Diagnosing based on the term "failure to feed" is difficult at best. All manner of things can induce feeding issues.
First check this:
fredj338 said:
Check your OAL. It looks like the gun is not in battery, tells me maybe the round is too long.? Many try to load by lyman data & misread the oal of 1.269", but that is apsaami max, not what works in every gun.
If the gun only does that when one of these cartridges is loaded,
STOP. There are a couple dangerous situations going on.
If the gun is like that all the time...go suss it out with the guys in S&W Semi-Autos. Something's majorly wrong. The guide rod should be flush with the slide, and the rear of the slide should be at least
close to level with the rear of the frame.
RE: the load.
According to Lyman's 50th, 5.5 gr of Unique is their starting load for a lead 225-gr, with a listed velocity of 695 fps. That's sort of borderline. I would expect that load and equivalent (~4.0 of Bullseye) to function in my 1911, for instance, but that simply wouldn't work in a stock-spring'd G30. Actually, it would fail to cycle about 30% of the time.

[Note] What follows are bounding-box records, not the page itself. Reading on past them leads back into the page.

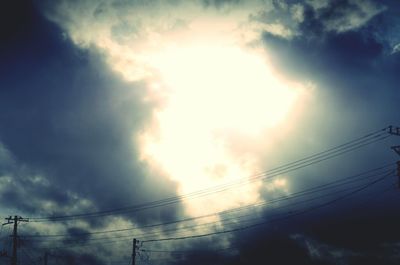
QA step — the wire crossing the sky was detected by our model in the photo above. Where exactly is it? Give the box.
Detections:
[22,163,393,238]
[24,127,391,222]
[22,169,393,249]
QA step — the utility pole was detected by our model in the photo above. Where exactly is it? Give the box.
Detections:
[132,238,139,265]
[4,215,29,265]
[388,126,400,189]
[44,251,49,265]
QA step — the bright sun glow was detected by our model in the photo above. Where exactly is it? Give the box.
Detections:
[142,42,298,214]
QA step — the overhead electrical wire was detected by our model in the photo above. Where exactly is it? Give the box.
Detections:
[28,172,393,249]
[21,163,393,238]
[21,169,394,248]
[24,128,391,222]
[141,172,393,243]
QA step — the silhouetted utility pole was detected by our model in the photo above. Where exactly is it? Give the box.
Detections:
[389,126,400,189]
[132,238,139,265]
[4,215,29,265]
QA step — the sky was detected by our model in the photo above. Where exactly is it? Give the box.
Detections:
[0,0,400,265]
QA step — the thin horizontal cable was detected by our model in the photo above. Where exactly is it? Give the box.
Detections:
[141,173,393,243]
[21,163,394,238]
[29,129,391,222]
[29,170,387,249]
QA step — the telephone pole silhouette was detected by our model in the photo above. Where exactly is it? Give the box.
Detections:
[3,215,29,265]
[389,126,400,189]
[132,238,139,265]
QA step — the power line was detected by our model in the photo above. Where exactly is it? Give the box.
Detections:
[23,163,393,238]
[23,128,391,222]
[22,169,394,249]
[141,172,393,243]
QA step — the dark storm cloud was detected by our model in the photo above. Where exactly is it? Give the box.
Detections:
[0,1,180,227]
[0,1,400,265]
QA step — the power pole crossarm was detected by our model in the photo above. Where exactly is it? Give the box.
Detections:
[388,125,400,136]
[4,215,29,265]
[132,238,139,265]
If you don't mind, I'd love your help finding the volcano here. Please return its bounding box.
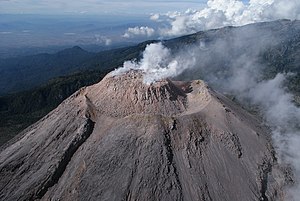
[0,70,285,201]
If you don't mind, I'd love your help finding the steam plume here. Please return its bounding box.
[115,19,300,201]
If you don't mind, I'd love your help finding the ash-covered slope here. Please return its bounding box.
[0,71,285,201]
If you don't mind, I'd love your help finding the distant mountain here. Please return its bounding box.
[0,20,300,144]
[0,71,290,201]
[0,46,95,94]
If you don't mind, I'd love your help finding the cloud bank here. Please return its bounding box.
[125,0,300,37]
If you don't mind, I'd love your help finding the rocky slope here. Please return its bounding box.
[0,71,285,201]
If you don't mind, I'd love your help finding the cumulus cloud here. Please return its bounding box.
[123,26,155,38]
[150,0,300,37]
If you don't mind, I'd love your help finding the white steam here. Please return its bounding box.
[113,43,195,84]
[146,0,300,37]
[114,19,300,198]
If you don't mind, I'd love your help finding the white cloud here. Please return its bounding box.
[123,26,155,38]
[150,0,300,37]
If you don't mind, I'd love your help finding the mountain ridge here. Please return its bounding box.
[0,71,286,201]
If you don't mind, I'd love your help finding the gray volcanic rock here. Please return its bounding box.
[0,71,285,201]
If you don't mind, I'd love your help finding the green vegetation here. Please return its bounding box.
[0,21,300,145]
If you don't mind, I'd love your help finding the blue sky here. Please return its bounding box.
[0,0,206,15]
[0,0,245,15]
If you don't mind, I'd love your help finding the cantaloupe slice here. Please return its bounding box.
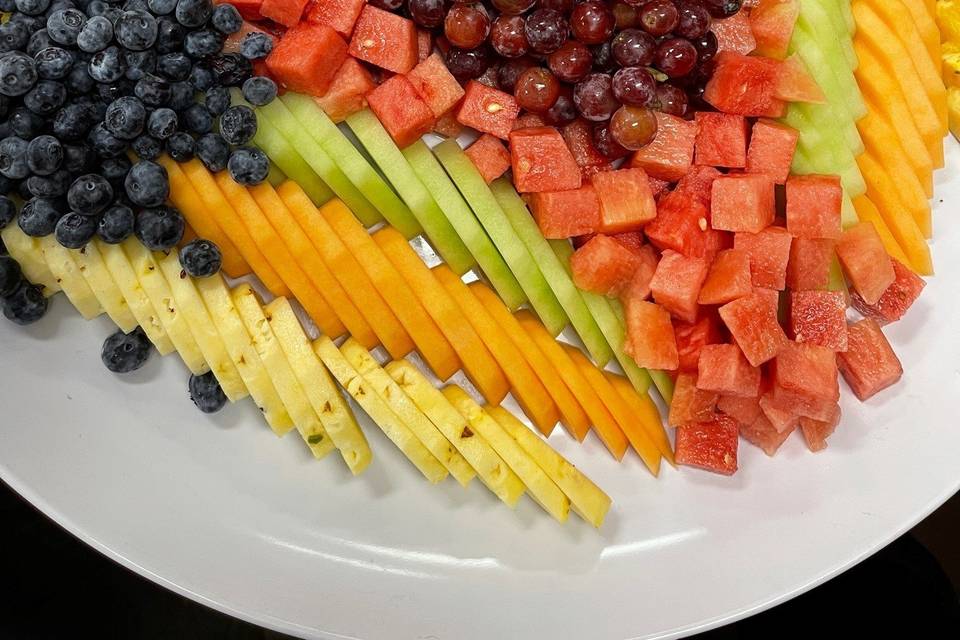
[320,200,460,380]
[433,265,560,435]
[373,227,510,404]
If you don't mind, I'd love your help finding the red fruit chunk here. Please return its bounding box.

I'd consider the 750 fps to be velocity to shoot for with the 230-grain LRN in .45 ACP for general reliability. Another .3-.5 grains should do the trick, if the charge weight is the issue. If it doesn't, I would look elsewhere. I hesitate to say exactly what because I'm not there to see
how exactly it's failing to cycle.
Generally-speaking, I've found that small autos are less tolerant of light loads than full-size pistols. I'm also hesitant to start playing with springs because small, light guns have heavy recoil springs for a reason: to prevent the slide from battering and cracking the frame to death.